In round 8, Foreman continued to fight and then he almost slipped again. Next a white towel was thrown into the ring and everyone thought the fight was over--except, of course, for the referee, Arthur Mercante, Jr. Mercante quickly cleared he ring, asked Foreman if he wanted to continue, and let the fight go on.
There seemed to be some issue about whether Foreman's trainer, Grier, threw in the towel (it seems to be confirmed now that he did), but ultimately, as set forth below, it didn't matter. The 8th round came to an end and, in the 9th, Foreman ate a vicious liver shot and Mercante Jr. stepped in to stop the fight.
When asked about his decision to allow the fight to continue, Mercante stated as follows:
“The towel came in in the heat of the battle when there was a good exchange going.” “When the towel came in, I felt it was not necessary to stop the fight. Ten seconds prior, they were yelling, ‘Stop the fight, stop the fight,’ but there was no need to do that. It was a great fight and that’s what the fans came to see.”

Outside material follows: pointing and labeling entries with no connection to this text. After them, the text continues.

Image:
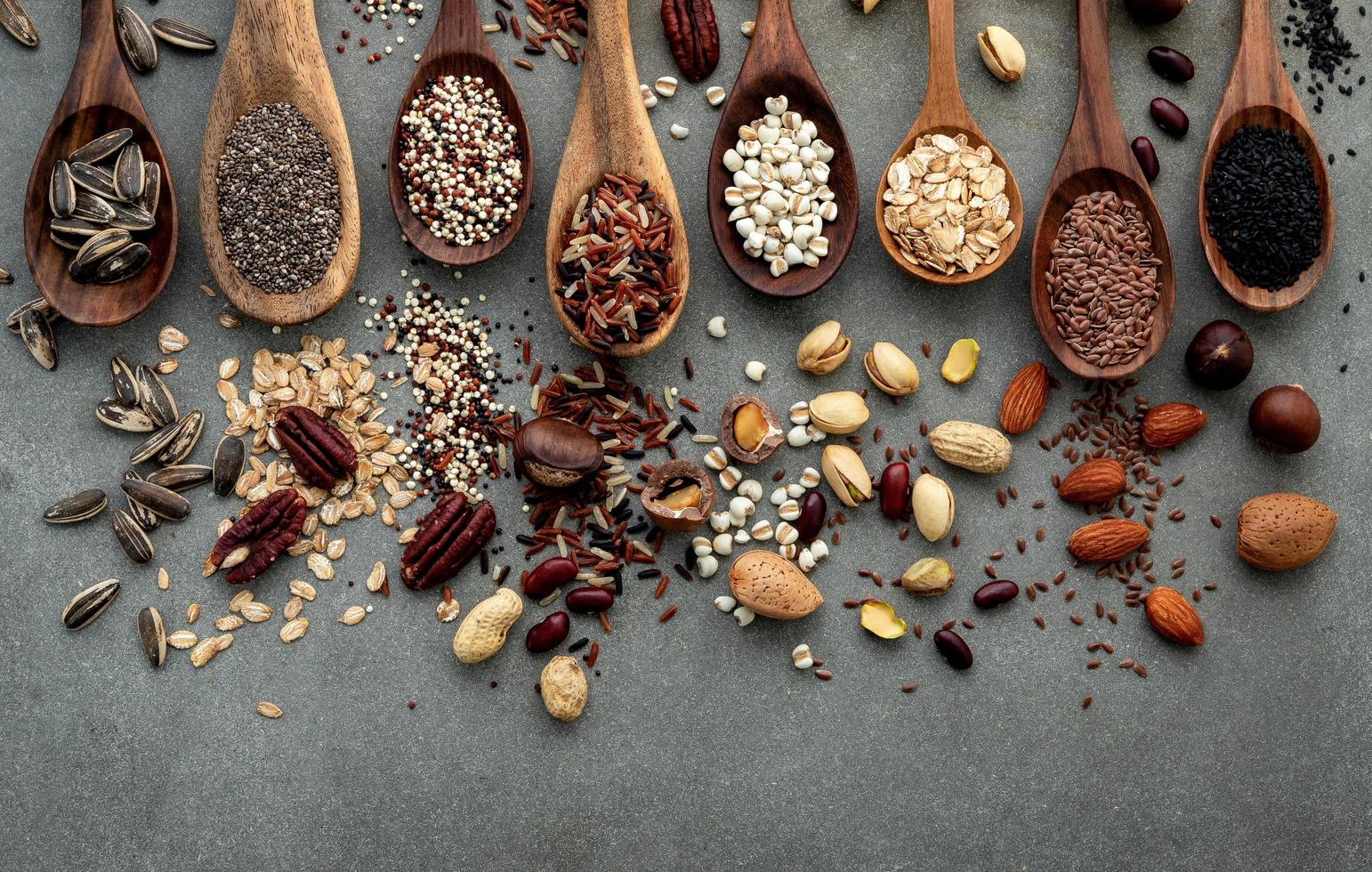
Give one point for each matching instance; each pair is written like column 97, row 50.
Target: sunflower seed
column 62, row 190
column 124, row 382
column 90, row 603
column 93, row 179
column 132, row 539
column 154, row 397
column 124, row 263
column 121, row 417
column 228, row 465
column 182, row 441
column 143, row 516
column 136, row 40
column 128, row 172
column 80, row 506
column 151, row 188
column 37, row 337
column 90, row 207
column 132, row 217
column 101, row 147
column 159, row 501
column 15, row 20
column 182, row 477
column 152, row 635
column 185, row 36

While there were questions about whether Foreman's trainer threw in the towel (or an outside source) and whether the source of the towel affected Mercante's decision, under the Rules of the New York State Athletic Commission it doesn't really matter who threw in the towel.
Chapter 210.17 of Title 19 provides as follows:
Throwing towel into ring. No one shall throw any towel into the ring as a signal of defeat or for any other reason.So, it appears Mercante Jr. correctly disregarded the towel. That decision was definitively correct.
There is obviously some debate about whether Mercante should have exercised his discretion to stop the fight sooner (respecting Foreman's corner's belief that the fight should be stopped as opposed to Foreman's will to continue).
For my part, I think Mercante Jr. made the right call in the 8th and then in the 9h when he stopped it.